A Spoon Full of Sugar

First things first.  My sister-in-law recently treated me to a cup of Bellocq Tea Atelier No. 20 Kikuya tea, made in Brooklyn and sold in Bergdorf's.  It tasted exquisite.  Like roses.  And the packaging is so darling.  I think it'd make for a perfect Christmas gift, wrapped in brown paper and tied up with yarn.  Or left unwrapped with a contrasting colored velvet ribbon and a little gift tag like these ones.  

But today's post is for the tea drinker who is looking beyond chic packaging to a set of chic tea drinking maners.  I came across a funny little point of etiquette in Miss Manners (a temple of etiquette of which I devoured all 820 pages in a week) about tea drinking.  First is that "high tea" as we know it at places like the Plaza is all wrong.  It's a marketing ploy that misuses the word "high" to sound fancy and while it's certainly fun, its ostentatious reputation isn't based in any real history.  High tea is actually a casual tea service served in one's home in the late afternoon when it's "high time" that guests have a little something to eat.  For that reason "high tea" includes foods and drinks heavier than and beyond typical tea food fare, but doesn't amount to a dinner.

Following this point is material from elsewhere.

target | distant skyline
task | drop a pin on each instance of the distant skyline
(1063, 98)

Second applies to tea drinking in the regular course.  Please pass the sugar dear, so that I can add it to my tea straight away.  Sugar should be added to a cup of tea first, before the milk. In fact, there was a rather cruel saying at the turn of the century for nannies and governesses or social upstarts who didn't quite understand the rules of the game.  'She's a rather milk-in-first type of girl, isn't she?', a society lady was apt to snicker.

And now I give you permission to snicker away!  ...Discreetly, of course.


PS - Bellocq Tea is also sold at Purl Soho, that little treasure trove I mentioned last week.